Le jour d’après, nous sommes allé voir un garage qui rachetait des véhicules pour les vendre aux enchères et Travellers Auto Barn, une agence de location de van qui proposait également de racheter des vans. Les 2 ont été tout à fait honnêtes et nous ont dit qu’ils pourraient racheter Obi pour une bouchée de pain étant donné le rego du Queensland et le nombre de kilomètres et qu’il valait mieux pour nous que nous trouvions un acheteur non professionnel.

Une fois le processus lancé, c’est-à-dire que nous avons déposé des annonces dans toutes les auberges de jeunesse de Perth et de Fremantle, nous avons décidé de ne pas rester sur place à attendre les appels et de profiter encore un peu de notre voyage en allant découvrir le sud de Perth. Le matin avant notre départ, nous avons rencontré 2 jeunes français qui avaient dormi sur le même parking que nous. Ils venaient d’acheter un van “normal” et allaient attaquer le tour de l’Australie sous peu. En leur racontant tous les endroits reculés que nous avions pu atteindre grâce à notre van 4X4, ils ont commencé à regretter leur achat. L’un d’eux nous a même demandé nos coordonnées “au cas où” mais nous n’avons plus jamais eu de nouvelles par la suite.

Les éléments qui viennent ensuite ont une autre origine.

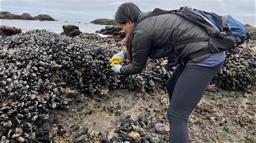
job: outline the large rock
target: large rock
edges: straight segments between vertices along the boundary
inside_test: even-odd
[[[0,26],[0,35],[10,36],[22,33],[20,28],[9,26]]]
[[[249,34],[251,35],[252,40],[256,40],[256,27],[252,26],[248,24],[245,24],[245,26],[246,26],[246,28],[248,30],[248,33],[249,33]]]
[[[82,32],[79,31],[78,26],[73,25],[65,25],[62,26],[64,32],[62,32],[60,34],[65,34],[67,36],[74,37],[80,35]]]
[[[107,26],[105,27],[105,29],[97,31],[95,33],[111,35],[112,36],[107,37],[107,38],[114,39],[116,42],[122,40],[125,37],[125,33],[120,26]]]
[[[34,17],[35,20],[46,20],[46,21],[56,21],[54,18],[47,15],[40,15]]]
[[[40,20],[46,21],[56,21],[52,17],[47,15],[40,15],[34,17],[27,13],[24,13],[21,15],[17,15],[11,13],[8,11],[0,12],[0,19],[19,19],[19,20]]]
[[[97,19],[92,22],[90,23],[93,23],[95,24],[99,25],[118,25],[118,24],[116,22],[114,19],[109,19],[106,18]]]
[[[30,15],[27,13],[24,13],[21,15],[21,16],[24,20],[35,20],[35,18],[32,17]]]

Le 29 juin, alors que nous étions sur le parking de Cape Leeuwin, loin de toute civilisation, dans l’optique d’y passer la nuit, nous avons eu une visite étonnante…

Crystal et Jonnhy
La nuit était tombée, il pleuvait fort. Une voiture se gare à côté de nous, personne n’en sort… Quelques minutes plus tard, le klaxon retentit, nous l’ignorons. Au 2ème coup de klaxon, je vois qu’ils ont ouvert leur vitre et nous font des signes. J’ouvre ma vitre à mon tour et me fais tremper en quelques secondes. Ils nous demandent en criant pour surplomber le bruit de la pluie battante:
– Vous vendez votre van ?
– Yes (Je rappelle que nous sommes parfaitement bilingues même dans les situations les plus extrêmes mais nos lecteurs étant majoritairement francophones, je vous retranscris la version traduite)
– Combien ?
– 6900$ ! (Oui, nous avions encore baissé de 1000$ le jour même)
Ils font une petite manoeuvre pour se rapprocher de nous et faciliter la conversation. Après quelques temps, la pluie s’arrête, nous sortons de nos véhicules respectifs. Il s’agit d’un couple d’australiens ayant entre 35 et 40 ans. Lui a l’air d’un homme de main travaillant pour la mafia, elle, masseuse dont les 3 enfants sont en âge de s’assumer (à à peine 40 ans ? euh… pourquoi pas) est du genre jogging moulant et maquillage légèrement vulgaire. Peu importe, ils sont sympathiques. Ils nous expliquent qu’ils souhaitent voyager dans leur pays mais le souci est qu’elle a peur de voyager. Ils sont définitivement vraiment spéciaux ces 2 là… L’ambiance est détendue, Franck ne voulant pas passer à côté d’un acheteur potentiel fait sa présentation à fond: une banquette convertible en lit, des tiroirs accessibles de l’intérieur comme de l’extérieur, des pneus quasiment neufs, un moteur n’ayant que 150000 km… et bizarrement, à chaque fois qu’il évoquait le moteur (engine en anglais), Crystal esquissait un sourire. Elle finit par l’interrompre et lui dit:

– lorsque tu dis “engine” (qu’il prononçais “engina” au lieu de engin) on dirait que tu dis “vagina” (qui signifie donc vagin)
Voici donc la vente de Franck comprise par des australiens:
– le vagin a été changé, il n’a que 150000 km…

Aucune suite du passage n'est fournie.